As one of Britain’s most influential portrait photographers, Brian Griffin achieved early recognition for his work in the 1970s and 1980s, developing a style which has since been referred to as Capitalist Realism.
He began work aged 16 as a trainee draughtsman in a Black Country factory, but with a desire to leave home and following an introduction to photography through a local camera club, Griffin enrolled at Manchester Polytechnic to study photography.
Much of his early career was focused in the advertising and commerical world and he ran his own production company working as a commerical director for many years.
Returning to photography he took inspiration from fine art, film and literature and has exhibited his art photography internationally, receiving commissions from many European cultural institutions including Rencontre D'Arles Photograph Festival.

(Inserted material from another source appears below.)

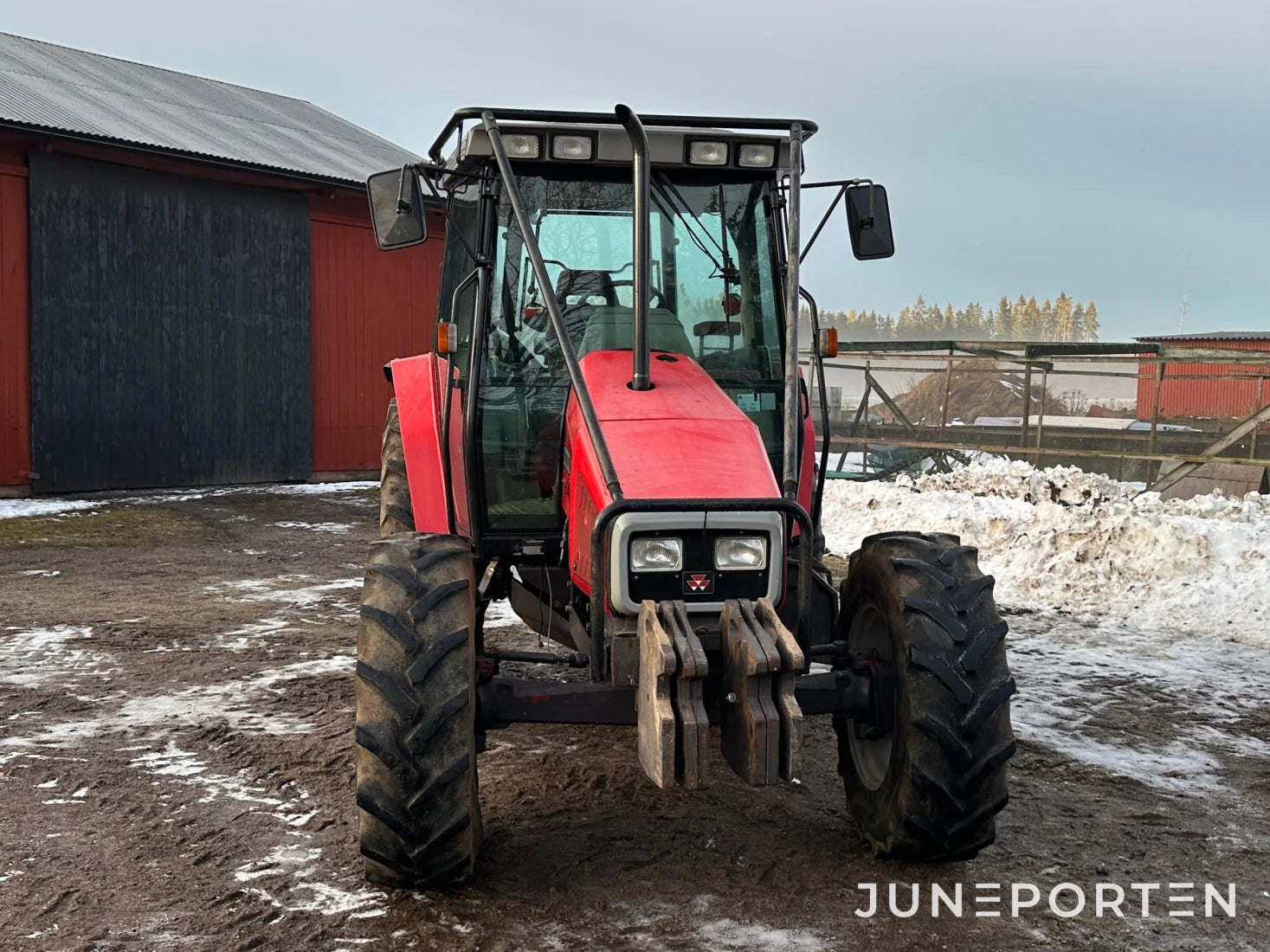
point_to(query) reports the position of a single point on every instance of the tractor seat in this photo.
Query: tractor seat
(614, 329)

In 2010 he had a major retrospective of his portraiture Face to Face in Birmingham. In 2013 Griffin received the Centenary Medal from the Royal Photographic Society in recognition of a lifetime achievement in photography.
Griffin has published over twenty books and in 1991 was awarded the Best Photography Book in the World prize at Barcelona Primavera Fotografica.
For one of his more recent book projects, Himmelstrasse, Griffin took a series of photographs of the railways that transported World War II prisoners to deaths camps in Poland.
His book Pop, a collection of his record covers and portraits was a sell out success and in 2016 Griffin was inducted into the Album Cover Hall of Fame.
His photographs are held in the permanent collections of major art institutions including the Arts Council, British Council, Victoria & Albert Museum and National Portrait Gallery, London.